A diminutive specimen of nephrite adzes is one 2 in. long, and weighing a scant ounce (see Fig. 41, Plate XIX). It is ⅞ in. wide at the cutting-edge, and ¾ in. at the butt end, near the poll. It is ⅜ in. thick, and carries a thick blade, with an angle of about 40°. It is very symmetrical and well finished, save the jagged rough poll.
Another one is made of dark-green nephrite, is 2 in. long, ⅝ in. to ¾ in. wide, and 3/16 in. thick. It weighs ½ oz., and carries a blade of the same form as that of a steel adze.

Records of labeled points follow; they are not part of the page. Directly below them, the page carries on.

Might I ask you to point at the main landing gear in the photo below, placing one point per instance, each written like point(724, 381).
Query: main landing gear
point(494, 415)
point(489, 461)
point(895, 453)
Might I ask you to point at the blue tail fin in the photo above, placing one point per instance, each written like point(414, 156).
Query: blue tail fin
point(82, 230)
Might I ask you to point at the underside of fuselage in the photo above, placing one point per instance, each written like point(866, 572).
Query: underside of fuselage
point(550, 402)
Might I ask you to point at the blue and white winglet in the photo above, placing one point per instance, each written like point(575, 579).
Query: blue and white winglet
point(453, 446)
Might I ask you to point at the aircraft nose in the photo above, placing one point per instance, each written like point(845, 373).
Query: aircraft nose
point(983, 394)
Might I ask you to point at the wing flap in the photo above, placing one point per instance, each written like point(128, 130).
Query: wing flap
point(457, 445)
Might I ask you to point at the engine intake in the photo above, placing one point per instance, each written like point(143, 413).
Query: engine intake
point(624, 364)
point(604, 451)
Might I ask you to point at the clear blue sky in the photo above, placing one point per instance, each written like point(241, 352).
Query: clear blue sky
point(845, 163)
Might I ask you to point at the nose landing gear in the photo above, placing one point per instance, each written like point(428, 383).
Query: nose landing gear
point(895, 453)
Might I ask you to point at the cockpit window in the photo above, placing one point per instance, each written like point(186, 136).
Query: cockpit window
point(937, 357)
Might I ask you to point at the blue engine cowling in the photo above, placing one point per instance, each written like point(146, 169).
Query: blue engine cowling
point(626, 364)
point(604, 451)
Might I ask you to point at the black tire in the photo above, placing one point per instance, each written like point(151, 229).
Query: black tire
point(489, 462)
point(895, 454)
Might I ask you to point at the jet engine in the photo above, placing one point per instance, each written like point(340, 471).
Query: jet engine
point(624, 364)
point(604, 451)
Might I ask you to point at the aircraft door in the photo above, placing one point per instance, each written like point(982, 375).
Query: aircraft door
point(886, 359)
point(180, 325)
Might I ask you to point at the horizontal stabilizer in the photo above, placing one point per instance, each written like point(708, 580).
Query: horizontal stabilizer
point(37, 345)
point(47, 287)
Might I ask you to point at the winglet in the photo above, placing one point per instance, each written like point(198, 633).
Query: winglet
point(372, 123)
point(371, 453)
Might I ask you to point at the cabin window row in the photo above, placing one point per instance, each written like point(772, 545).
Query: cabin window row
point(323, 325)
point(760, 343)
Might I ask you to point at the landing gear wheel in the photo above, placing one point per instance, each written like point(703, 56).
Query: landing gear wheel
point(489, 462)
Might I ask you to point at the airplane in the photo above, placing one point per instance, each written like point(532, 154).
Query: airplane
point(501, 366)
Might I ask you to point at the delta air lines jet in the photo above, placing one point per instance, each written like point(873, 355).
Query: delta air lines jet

The following description fits a good many small nephrite adzes (see Fig. 42, Plate XIX): It is a short, wide form. Length, 2¼ in. Width across cutting-edge, 1 11/16 in.; near poll, 1 in. Weight, 2 oz. Thickness, 7/16 in. at shoulder, 5/16 in. at butt end. Well ground and smooth on all surfaces except the poll. Sides straight, but of different angles. Cutting-edge straight, but somewhat oblique. Blade, thick; angles, 50°.page 256
A still more awkward one to lash on a handle is 1¾ in. long, and 1 11/16 in. wide at the cutting-edge, and 1⅜ in. at the poll, the thickness being 3/16 in. or a fraction over.
One marvels how some of the small adze-shaped tools can have been hafted and used. One such is ¾ in. long and ⅝ in. wide, and has a well-ground cutting-edge. Another is 1½ in. long and ⅝ in. wide.
Nephrite was a material prized by the Maori wherefrom to fashion adzes for hewing a smooth face on timbers that had been rough-hewn with thick-bladed adzes of common stone, because a much thinner blade could be carried on an adze made of the tough nephrite, hence the saying of the men of old, "E hara! He mata toki onewa hapurupuru marire, kapataua he mata toki pounamu, e tu te tatai o te whakairo." The above saying implies that the thick-bladed adze of common stone can never equal the thin-bladed keen-edged nephrite adze for fine neat work. It was used as an expression of the fact that a common person can never equal a high-born chief in ability, &c.
Some of the many nephrite adzes in the Buller Collection carry a very low blade-angle and keen cutting-edge. Thus, one shows an angle of 30°, another about 28°, and yet another is little over 25°. Some of these tools are 6 in. to 7 in. long and but ½ in. in thickness. Carrying so thin a blade as many do, and with the keen cutting-edge, it is certain that very good work in timber-dressing might be done.
It is curious to note that very few of these prized nephrite adzes are so well formed and finished as the better type of those fashioned from common stone. Possibly this is on account of the material being so difficult to work. One of the items, a fine nephrite adze 9½ in. long, is pierced at the poll for suspension, the hole having been bored in a somewhat clumsy manner very close to the end. Another is a wide, thin form, 14 in. long, 4½ in. wide across the blade, and but ¾ in. in thickness. The cutting-edge has been entirely broken off, but all fractured surfaces are smooth, apparently the result of wind-driven sand, or of drifting in a river-bed. Weight, 4¼ lb.